We were sold numerous wind and solar farms all over the county on the fact that they would supply much needed revenue streams for taxing bodies and land owners. Same thing here. More and more farmland disappears. They touted “higher property values” in this forum. Quite likely but who wants that now? That just leads to even higher property tax bills for the homeowner just trying to survive. High utility rates go even higher. Same winners and same losers every time with this kind of development. Illinois is not a good place to live if you are the “little guy”!

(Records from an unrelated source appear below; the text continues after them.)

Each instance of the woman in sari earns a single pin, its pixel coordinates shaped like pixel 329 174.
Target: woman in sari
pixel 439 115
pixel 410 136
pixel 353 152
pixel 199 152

Marion Co., IN has 9 townships. FIVE (5) of these townships have been ‘approached’ by out-of-state land buyers followed by ‘AI’ data center builders. FOUR (4) of these townships had some farm land that the younger generation ‘owners’ weren’t going to farm and therefore, went up for sale. These land buyers swooped in and are in the process of buying them. They’ve been followed by ‘AI’ builders. In all but one case, township citizens fought back….and WON!! The county that connects to Marion Co. northwest, is Boone Co. (Lebanon is the co. seat). A substantial number of GOOD Indiana farm acres were sold and immediately purchased by….out-of-state buyers (and Indiana’s LILLY Pharma.). Then ‘META’ comes in and already started building its “MEGA” huge ‘AI’ data center monstrosity!! Not enough Boone Co. citizens fought against it. Now…Boone Co. isn’t going to have enough water to supply these site, so ‘META’ started looking at the WABASH River in Tippecanoe Co. (Lafayette is Co. Seat) further northwest of Boone. That had been on a hold. Then ‘META’ started looking for water southeast…..at a large west side reservoir (Eagle Creek) back in Marion Co. Its (Pike) township citizens marched and screamed NO…and it worked! I could go on and on, but these articles give good overviews: https://www.wthr.com/article/news/investigations/13-investigates/leap-pipeline-project-boone-county-lafayette-lebanon-water-citizens-action-coalition-report-indiana/531-e4d0f899-2b72-4781-a773-4226ddfa5880 ….. https://www.jconline.com/story/news/local/lafayette/2023/08/14/transferring-water-could-affect-wabash-river-and-lebanon-watersheds/70506625007/ ….. and this: https://hctv1.com/2026/02/meta-breaks-ground-on-new-10b-data-center-campus-at-leap-in-lebanon/
You realize this isn’t over by a long shot. Any big time developer that has endless money streams will just keep coming back and coming back and use the court system and the local politicians to their advantage until they get what they want. The difference between people in Indiana and Illinois is that Indiana citizens for the most part are engaged and will fight back when they know they are getting crapped on. In Illinois and especially BN, there are not enough people to care and the payoffs to those that can make it happen to unethical people are more numerous. The siege of Indiana is because the water bodies in Indiana are numerous when it comes to the numbers of reservoirs, streams, lakes and rivers. Illinois is more limited because many wetlands were intentionally dried up by the agricultural community to make it more applicable for farming back in the day. Illinois basically destroyed its natural vegetation for farming and development through the years because the people of the time were brainless. Indiana does everything they can to preserve natural plantings and forests when they develop, especially residential and helps with natural water retention. Also many subdivisions have numerous ponds and not the stupid dry detention basins you see in most Illinois cities, including BN. Good recap of what’s going on here. It will fall on deaf ears in Illinois though.
Missouri citizens are showing up for the fight too. Packed meetings with lines out the door. Citizens now need to work hard on rezoning to make it impossible for data centers to keep “swooping in.” Not in our town, our county nor our entire country. Time to draw the line and hold “our” ground!